I “Paesaggi contemporanei” di Pino Di Buduo sbarcano ai Cantieri della Zisa, trasformati da 140 artisti

Cantieri della Zisa 2Nuovo look per i Cantieri Culturali della Zisa che, sino a sabato prossimo, vivranno una trasformazione radicale attraverso l’itinerario proposto da “Paesaggi contemporanei”, il progetto di Pino Di Buduo dello storico “Teatro Potlach”, realizzato  in collaborazione con artisti e associazioni locali.

Un intervento, nato in seno al Festival I ART,  che promette un’immersione totale nel mondo dei beni immateriali.

In tutto 140 gli artisti impegnati, dalle 21 alle 23, a “riscrivere” gli spazi tramite performance, teatro, musica, danza, videomapping e proiezioni.

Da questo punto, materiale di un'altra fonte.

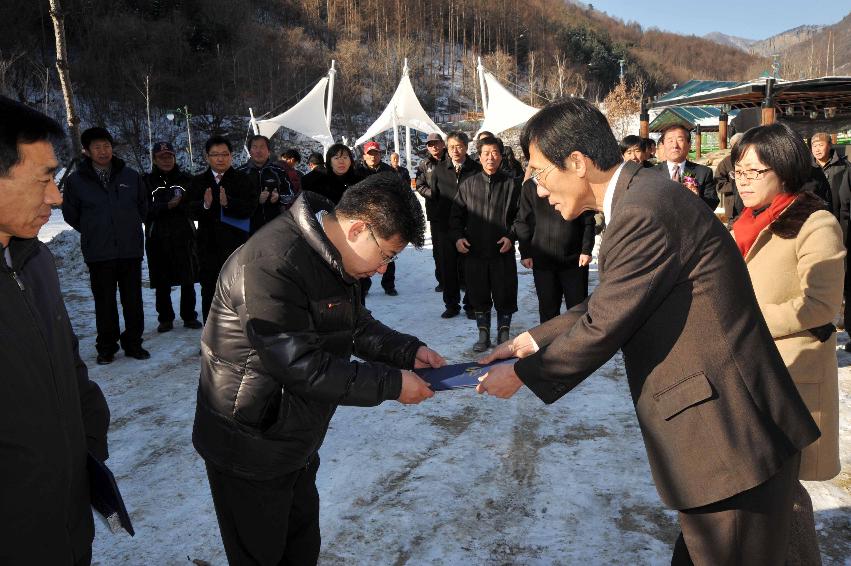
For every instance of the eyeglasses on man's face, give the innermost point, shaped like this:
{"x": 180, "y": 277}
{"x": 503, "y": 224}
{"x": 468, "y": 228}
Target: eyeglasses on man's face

«Il patrimonio culturale vivente sarà la chiave per leggere le performance che prenderanno vita in tutto lo spazio dei capannoni voluti dai Ducrot – spiega Pino Di Buduo, che ritorna a Palermo dopo l’ultima performance di dieci anni fa alla Vucciria -. Ogni superficie, parete, angolo, viale dei Cantieri, sarà investito da videoproiezioni, videomapping; i capannoni ospiteranno gli artisti – ballerini, musicisti, performer – e ognuno, a suo modo e con la sua tecnica, racconterà ora il ciclo del grano, ora i beni della terra e del mare, ora i pupi siciliani, il vino, i dolci o i sapori del territorio».

Cantieri della Zisa 11Un itinerario di circa 700 metri che trasformerà gli spazi in grandi palcoscenici, in cui si potrà assistere, in contemporanea, a oltre trenta rappresentazioni del cast del “Teatro Potlach” e alle performance di artisti e associazioni locali. Saranno coinvolti anche 18 allievi dell’Accademia di Belle Arti, intervenuti sui capannoni, i musicisti del Conservatorio e molti giovani ballerini legati alle scuole di danza della città.

«L’obiettivo principale di “Paesaggi Contemporanei”, in linea con l’intero nostro progetto – afferma l’ideatore di “I ART“, Lucio Tambuzzo – è quello di riscoprire, enfatizzare e valorizzare, attraverso l’arte, gli spazi urbani e l’immenso patrimonio immateriale della Sicilia, donando così agli spettatori itineranti, una nuova e rinnovata emozione all’idea statica di tradizione».

Uno spettacolo coinvolgente, totale, itinerante, multidisciplinare e multimediale in cui lo spettatore avrà un ruolo fondamentale: insieme agli artisti, si trasformerà in un viaggiatore-esploratore dei paesaggi contemporanei della propria memoria e della propria città. Punto di partenza, gli scatti del fotografo Melo Minnella, che da anni documenta le tradizioni siciliane più autentiche. Da quel bagaglio visivo è, infatti,  partito il progetto del “Teatro Potlach”, il cui metodo è sempre quello di “far parlare” lo spazio raccogliendone le suggestioni, come il Potlach fa da oltre 40 anni, da quando fu fondato nel 1976 da Pino Di Buduo e Daniela Regnoli.

Pino Di Buduo

Pino Di Buduo

Sorse come una costola dell’Odin Teatret, a cui si ispira come metodologia di lavoro, vita e spirito di gruppo. Ma, a differenza di altre esperienze analoghe, il Potlach utilizza molti più strumenti ed effetti “barocchi”: torce, luci colorate, giocoleria e videomapping, per non parlare di uno dei loro “marchi”, ossia tessuti bianchi utilizzati per vari scopi, maschere esotiche e costumi.

Il progetto che prende vita ai Cantieri della Zisa fa parte del Festival “I ART”. ideato e diretto dall’associazione “I WORLD”, con il Comune di Catania come capofila e il Comune di Palermo in qualità di partner, insieme a cento altri comuni siciliani. E’ finanziato dall’UE con la linea di Intervento 3.1.3.3. PO FESR 2007/2013.

Dopo Palermo, iPaesaggi contemporanei” toccheranno Sambuca (8-9-10 agosto), dove saranno ambientati nelle antiche purrere, le cave di pietra dell’antica Zabut, fatta di camminamenti e antri svuotati nei secoli, all’interno della fitta trama di stradine del quartiere arabo. Concluderanno il  loro viaggio a Catania (28-29-30 agosto), nei cortili dell’antico Palazzo Biscari.